Implementation:Speechbrain Speechbrain SEBrain Compute Forward
Appearance
| Property | Value |
|---|---|
| Implementation Name | SEBrain_Compute_Forward |
| API | SEBrain.compute_forward(self, batch, stage) and SEBrain.compute_objectives(self, predictions, batch, stage)
|
| Source File | recipes/Voicebank/enhance/spectral_mask/train.py -- Class: L26, compute_forward: L27-43, compute_objectives: L52-92
|
| Import | Recipe-specific Brain subclass (not importable as library) |
| Type | API Doc |
| Workflow | Speech_Enhancement_Training |
| Domains | Speech_Enhancement, Deep_Learning |
| Related Principle | Principle:Speechbrain_Speechbrain_Conventional_Enhancement_Training |
Purpose
SEBrain (Speech Enhancement Brain) is a custom sb.Brain subclass that implements conventional supervised training for speech enhancement using spectral masking or waveform mapping. It provides the compute_forward() and compute_objectives() methods that plug into SpeechBrain's standard training loop to perform STFT-based mask prediction, spectral reconstruction, and MSE loss computation.
Class Definition
class SEBrain(sb.Brain):
"""Brain class for speech enhancement training.

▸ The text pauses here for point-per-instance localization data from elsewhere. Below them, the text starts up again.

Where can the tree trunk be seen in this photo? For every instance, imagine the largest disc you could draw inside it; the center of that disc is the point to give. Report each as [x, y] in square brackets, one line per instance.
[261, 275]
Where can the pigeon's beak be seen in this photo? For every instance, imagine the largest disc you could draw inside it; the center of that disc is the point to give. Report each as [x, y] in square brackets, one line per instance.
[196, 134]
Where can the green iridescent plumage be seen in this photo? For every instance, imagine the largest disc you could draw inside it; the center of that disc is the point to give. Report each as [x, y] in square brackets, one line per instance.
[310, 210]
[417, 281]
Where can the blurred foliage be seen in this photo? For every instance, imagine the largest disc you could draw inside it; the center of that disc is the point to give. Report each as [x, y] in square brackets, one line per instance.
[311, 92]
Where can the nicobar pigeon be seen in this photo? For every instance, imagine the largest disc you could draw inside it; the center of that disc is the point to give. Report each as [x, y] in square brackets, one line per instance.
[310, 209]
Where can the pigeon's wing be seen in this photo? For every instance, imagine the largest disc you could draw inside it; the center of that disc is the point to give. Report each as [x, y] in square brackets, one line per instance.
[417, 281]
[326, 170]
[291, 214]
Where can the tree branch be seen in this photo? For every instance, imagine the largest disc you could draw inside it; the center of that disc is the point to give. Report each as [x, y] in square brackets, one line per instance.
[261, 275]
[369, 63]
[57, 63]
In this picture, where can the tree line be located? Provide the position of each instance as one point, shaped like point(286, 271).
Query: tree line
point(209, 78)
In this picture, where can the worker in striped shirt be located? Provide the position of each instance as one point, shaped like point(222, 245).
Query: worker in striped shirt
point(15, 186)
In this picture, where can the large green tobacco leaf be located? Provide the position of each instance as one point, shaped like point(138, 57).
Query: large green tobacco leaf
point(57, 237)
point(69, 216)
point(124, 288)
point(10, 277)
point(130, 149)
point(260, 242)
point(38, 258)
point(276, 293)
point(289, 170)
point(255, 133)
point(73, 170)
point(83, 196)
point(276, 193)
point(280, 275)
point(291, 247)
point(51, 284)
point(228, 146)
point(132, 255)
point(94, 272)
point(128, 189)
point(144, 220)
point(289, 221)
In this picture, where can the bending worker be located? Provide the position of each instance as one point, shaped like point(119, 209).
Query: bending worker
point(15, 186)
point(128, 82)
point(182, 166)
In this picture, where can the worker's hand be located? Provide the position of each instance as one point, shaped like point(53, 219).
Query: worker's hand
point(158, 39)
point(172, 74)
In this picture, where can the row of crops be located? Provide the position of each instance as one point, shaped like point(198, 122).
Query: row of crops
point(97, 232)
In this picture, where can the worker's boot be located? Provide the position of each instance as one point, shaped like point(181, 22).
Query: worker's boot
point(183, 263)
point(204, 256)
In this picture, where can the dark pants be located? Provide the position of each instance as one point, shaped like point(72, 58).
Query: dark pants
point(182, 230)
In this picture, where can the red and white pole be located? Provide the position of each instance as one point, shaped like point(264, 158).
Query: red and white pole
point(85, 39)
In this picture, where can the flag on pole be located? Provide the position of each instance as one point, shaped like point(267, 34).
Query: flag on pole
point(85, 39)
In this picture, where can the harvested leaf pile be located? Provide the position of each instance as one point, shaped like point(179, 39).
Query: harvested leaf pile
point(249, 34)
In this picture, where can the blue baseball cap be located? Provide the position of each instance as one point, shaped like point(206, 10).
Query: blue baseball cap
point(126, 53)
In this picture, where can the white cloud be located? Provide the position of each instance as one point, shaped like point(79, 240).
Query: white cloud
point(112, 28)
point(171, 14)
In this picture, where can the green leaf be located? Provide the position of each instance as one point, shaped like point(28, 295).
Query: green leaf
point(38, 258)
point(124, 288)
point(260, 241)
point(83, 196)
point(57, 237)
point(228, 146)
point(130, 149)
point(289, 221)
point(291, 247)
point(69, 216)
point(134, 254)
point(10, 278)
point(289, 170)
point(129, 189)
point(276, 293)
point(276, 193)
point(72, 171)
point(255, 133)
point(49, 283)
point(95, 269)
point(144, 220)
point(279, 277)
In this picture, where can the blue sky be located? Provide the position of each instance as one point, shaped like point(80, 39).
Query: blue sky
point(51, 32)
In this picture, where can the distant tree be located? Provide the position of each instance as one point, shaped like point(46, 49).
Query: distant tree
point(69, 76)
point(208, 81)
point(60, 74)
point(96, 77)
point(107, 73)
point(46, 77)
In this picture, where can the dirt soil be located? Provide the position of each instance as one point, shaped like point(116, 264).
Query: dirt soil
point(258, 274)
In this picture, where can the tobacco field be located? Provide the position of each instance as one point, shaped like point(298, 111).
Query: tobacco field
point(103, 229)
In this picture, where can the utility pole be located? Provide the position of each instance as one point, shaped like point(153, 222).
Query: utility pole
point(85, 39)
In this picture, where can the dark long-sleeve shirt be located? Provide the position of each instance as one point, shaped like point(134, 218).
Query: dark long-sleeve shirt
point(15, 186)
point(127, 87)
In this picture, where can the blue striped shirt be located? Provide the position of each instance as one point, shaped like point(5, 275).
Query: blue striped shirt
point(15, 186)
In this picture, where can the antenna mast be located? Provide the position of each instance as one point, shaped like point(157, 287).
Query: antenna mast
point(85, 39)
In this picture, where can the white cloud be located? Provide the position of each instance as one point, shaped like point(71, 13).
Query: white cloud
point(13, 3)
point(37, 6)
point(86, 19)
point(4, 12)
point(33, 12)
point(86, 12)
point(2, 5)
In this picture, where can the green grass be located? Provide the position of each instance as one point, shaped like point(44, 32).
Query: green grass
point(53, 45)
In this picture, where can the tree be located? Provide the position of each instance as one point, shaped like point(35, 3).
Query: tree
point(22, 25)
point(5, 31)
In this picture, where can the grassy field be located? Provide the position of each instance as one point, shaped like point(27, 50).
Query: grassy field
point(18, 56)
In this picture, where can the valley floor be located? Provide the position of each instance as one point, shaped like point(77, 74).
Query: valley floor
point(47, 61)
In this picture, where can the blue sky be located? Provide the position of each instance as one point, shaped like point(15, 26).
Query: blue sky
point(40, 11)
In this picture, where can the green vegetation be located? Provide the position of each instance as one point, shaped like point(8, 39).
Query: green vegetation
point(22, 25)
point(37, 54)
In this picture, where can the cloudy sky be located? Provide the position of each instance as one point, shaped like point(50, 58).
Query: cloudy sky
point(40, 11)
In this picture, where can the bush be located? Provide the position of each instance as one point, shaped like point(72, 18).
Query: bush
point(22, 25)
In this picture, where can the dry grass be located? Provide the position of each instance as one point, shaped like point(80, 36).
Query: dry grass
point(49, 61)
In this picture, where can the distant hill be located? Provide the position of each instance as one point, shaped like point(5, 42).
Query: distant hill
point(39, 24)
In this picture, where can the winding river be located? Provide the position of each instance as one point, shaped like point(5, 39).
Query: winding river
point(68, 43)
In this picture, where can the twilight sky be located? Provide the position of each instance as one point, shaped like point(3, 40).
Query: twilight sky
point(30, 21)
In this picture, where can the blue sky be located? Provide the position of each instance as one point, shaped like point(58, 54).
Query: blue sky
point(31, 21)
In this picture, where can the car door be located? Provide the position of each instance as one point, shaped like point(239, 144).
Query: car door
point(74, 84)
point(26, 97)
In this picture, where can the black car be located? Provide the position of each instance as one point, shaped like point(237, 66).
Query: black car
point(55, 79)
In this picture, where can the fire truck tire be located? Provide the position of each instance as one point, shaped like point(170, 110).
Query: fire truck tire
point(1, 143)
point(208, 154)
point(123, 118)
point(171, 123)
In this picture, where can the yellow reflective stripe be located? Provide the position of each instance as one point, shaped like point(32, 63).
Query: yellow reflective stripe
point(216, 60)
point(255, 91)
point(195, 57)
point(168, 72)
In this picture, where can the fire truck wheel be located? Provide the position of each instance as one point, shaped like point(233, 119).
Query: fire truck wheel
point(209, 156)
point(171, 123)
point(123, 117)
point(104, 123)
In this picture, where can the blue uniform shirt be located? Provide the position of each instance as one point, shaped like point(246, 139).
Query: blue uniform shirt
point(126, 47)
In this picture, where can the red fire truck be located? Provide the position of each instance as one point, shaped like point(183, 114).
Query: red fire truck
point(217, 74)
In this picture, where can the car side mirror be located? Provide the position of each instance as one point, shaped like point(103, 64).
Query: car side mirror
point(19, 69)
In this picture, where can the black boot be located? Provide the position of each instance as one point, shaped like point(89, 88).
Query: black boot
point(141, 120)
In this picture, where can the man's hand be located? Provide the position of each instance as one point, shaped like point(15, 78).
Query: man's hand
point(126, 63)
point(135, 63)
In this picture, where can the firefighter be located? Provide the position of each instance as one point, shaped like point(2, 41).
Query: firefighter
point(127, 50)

Supports both spectral mask and waveform mapping approaches,
selectable via the 'waveform_target' hyperparameter.
"""
compute_forward Method
def compute_forward(self, batch, stage):
"""Forward computations from the waveform batches to the enhanced output.
Arguments
---------
batch : PaddedBatch
Contains 'noisy_sig' (noisy waveform) and 'clean_sig' (clean waveform).
stage : sb.Stage
One of TRAIN, VALID, or TEST.
Returns
-------
predict_spec : torch.Tensor
Enhanced spectral features [batch, time, freq].
predict_wav : torch.Tensor
Reconstructed enhanced waveform [batch, samples].
"""
batch = batch.to(self.device)
noisy_wavs, lens = batch.noisy_sig
noisy_feats = self.compute_feats(noisy_wavs)
# Predict spectral mask using the model
mask = self.modules.model(noisy_feats)
mask = torch.squeeze(mask, 2)
# Apply mask via signal approximation (SA)
predict_spec = torch.mul(mask, noisy_feats)
# Reconstruct waveform via ISTFT using original noisy phase
predict_wav = self.hparams.resynth(
torch.expm1(predict_spec), noisy_wavs
)
return predict_spec, predict_wav
compute_feats Method
def compute_feats(self, wavs):
"""Feature computation pipeline.
Arguments
---------
wavs : torch.Tensor
Raw waveform tensor [batch, samples].
Returns
-------
feats : torch.Tensor
Log-compressed spectral magnitude [batch, time, freq].
"""
feats = self.hparams.compute_STFT(wavs)
feats = spectral_magnitude(feats, power=0.5)
feats = torch.log1p(feats)
return feats
compute_objectives Method
def compute_objectives(self, predictions, batch, stage):
"""Computes the loss given the predicted and targeted outputs.
Arguments
---------
predictions : tuple
(predict_spec, predict_wav) from compute_forward.
batch : PaddedBatch
Contains 'clean_sig' (target waveform).
stage : sb.Stage
Current training stage.
Returns
-------
loss : torch.Tensor
Scalar loss value.
"""
predict_spec, predict_wav = predictions
clean_wavs, lens = batch.clean_sig
if getattr(self.hparams, "waveform_target", False):
# Waveform-domain loss
loss = self.hparams.compute_cost(predict_wav, clean_wavs, lens)
self.loss_metric.append(
batch.id, predict_wav, clean_wavs, lens, reduction="batch"
)
else:
# Spectral-domain loss (default)
clean_spec = self.compute_feats(clean_wavs)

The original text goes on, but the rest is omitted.